# grill pan advantages?



## powerdog (Dec 18, 2010)

When cooking a steak, is there any difference besides appearance when you use a grill pan on a stovetop vs a cast iron skillet?


----------



## jennifer w (Aug 30, 2012)

I wonder if it's worth the investment. Aside from appearance, the food doesn't sit in the oil or sauce so you definitely get a leaner cooked food but taste should be more or less the same if you have a good-quality skillet.


----------



## powerdog (Dec 18, 2010)

I like to cook a strip steak on high in a cast iron skillet for about 2 minutes/side, and almost no fat renders into the pan. It tastes wonderful, but I just tried to imagine how a grill pan could make it even better.


----------



## le plongeur (Jan 6, 2015)

An amateur's opinion:

A grill pan will heat and cool quicker. A cast iron skillet will take longer to heat, impart latent flavours from previous cooking and, if heated long enough, will build more radiant heat which may cook the steak slightly more evenly as opposed to creating _as clean_ a sear and separation.

LP.


----------



## phatch (Mar 29, 2002)

My only grill pans are cast iron so the speed of heating is moot. Grill pans do generate more smoke flavor, though it's not as good as a true grill. You might like Steve Raichlen's book on indoor grilling.

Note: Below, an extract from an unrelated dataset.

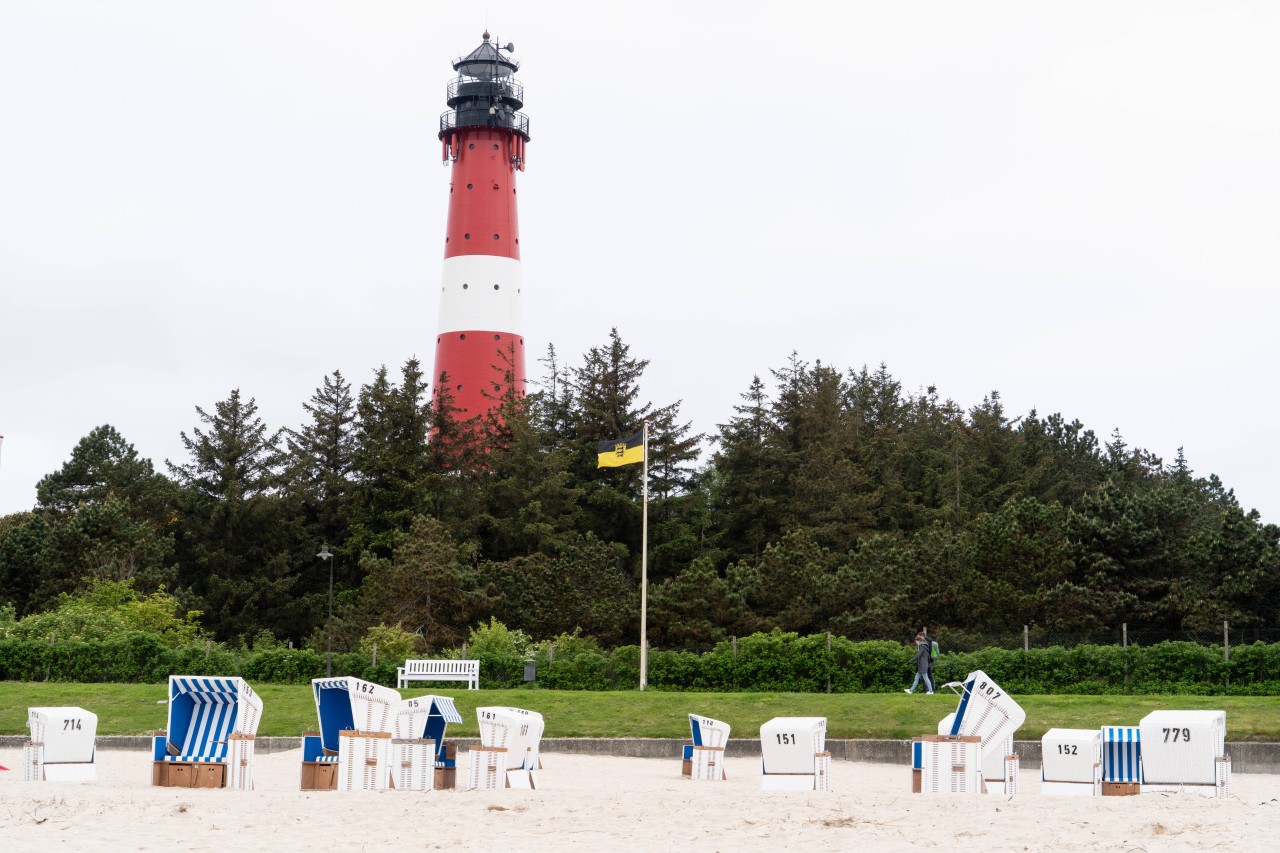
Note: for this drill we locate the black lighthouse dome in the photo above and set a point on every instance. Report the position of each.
(485, 92)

He'll give you some ideas, tips and recipes for getting more out of your grill pan. Full disclosure: The book uses lots of different gear such as Foreman style countertop grills, grill pans, fireplace grates and so on. It's not just grill pans.


----------



## phatch (Mar 29, 2002)

You can duplicate the contact grill effect with a grill pan and a heavy  grill press too. Heat the grill press and the grill pan, put the food in the grill pan, top with the hot grill press. Works pretty well and is easier to store.  You can't do as much as fast either, but for one or two people, it's a useful trick.


----------



## tiemu (Jul 24, 2014)

Since I replaced my cast iron skillet with a cast iron grill pan, I don't overcook steak anymore. I get tasty bits of caramelisation with the grill marks but a tender pink interior perhaps because there's not as much heat. The flat surface of a skillet always resulted in either the steak's interior being overcooked or the exterior undercaramelised. I cook beef/lamb steak at full heat, turning once after about 2 minutes.

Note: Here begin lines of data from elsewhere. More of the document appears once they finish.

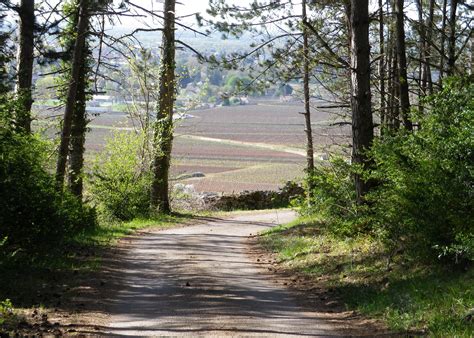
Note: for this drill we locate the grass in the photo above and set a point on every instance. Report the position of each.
(36, 282)
(407, 295)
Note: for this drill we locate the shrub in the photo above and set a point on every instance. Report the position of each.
(34, 214)
(332, 196)
(425, 196)
(121, 177)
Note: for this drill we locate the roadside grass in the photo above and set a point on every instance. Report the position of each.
(409, 296)
(28, 282)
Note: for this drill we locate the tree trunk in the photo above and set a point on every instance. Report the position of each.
(429, 37)
(383, 111)
(78, 137)
(307, 109)
(442, 55)
(402, 65)
(25, 63)
(362, 123)
(163, 139)
(77, 62)
(452, 38)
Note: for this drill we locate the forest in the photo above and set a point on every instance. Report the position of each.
(384, 210)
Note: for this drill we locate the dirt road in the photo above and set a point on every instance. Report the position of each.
(200, 280)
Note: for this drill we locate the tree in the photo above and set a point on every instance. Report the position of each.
(307, 97)
(79, 119)
(362, 123)
(402, 65)
(76, 67)
(25, 61)
(5, 53)
(163, 138)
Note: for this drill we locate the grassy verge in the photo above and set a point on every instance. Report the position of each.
(405, 294)
(41, 282)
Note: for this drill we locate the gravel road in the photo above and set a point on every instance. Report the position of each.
(200, 281)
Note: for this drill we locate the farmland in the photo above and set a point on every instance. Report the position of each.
(250, 147)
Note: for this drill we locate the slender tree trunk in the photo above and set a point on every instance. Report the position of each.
(429, 37)
(383, 108)
(402, 65)
(77, 62)
(452, 38)
(423, 76)
(442, 55)
(362, 123)
(78, 137)
(164, 126)
(25, 63)
(307, 110)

However my Cordon Bleu textbook says grill marks don't give flavour.


----------



## jake t buds (May 27, 2013)

If you have an adequate grill pan where the ridges are tall and sharp, you can emulate an outdoor grill with the following suggestion:

Do not clean the grill pan of the little bits of leftover whatever. Scrape off the big chucks and rinse under very very hot water to remove any excess oils from the previous grilling. Do not use any cleanser of any sort. Just blistering hot water and a throwaway knife or a butter knife to scrape between the ridges. Place on the flame and make everything else turn to carbon. Shake off. This is the only way I have found to get somewhat of an outdoor grill flavor indoors. I also use a lid to finish, and remove and rest like any other grilled protein. 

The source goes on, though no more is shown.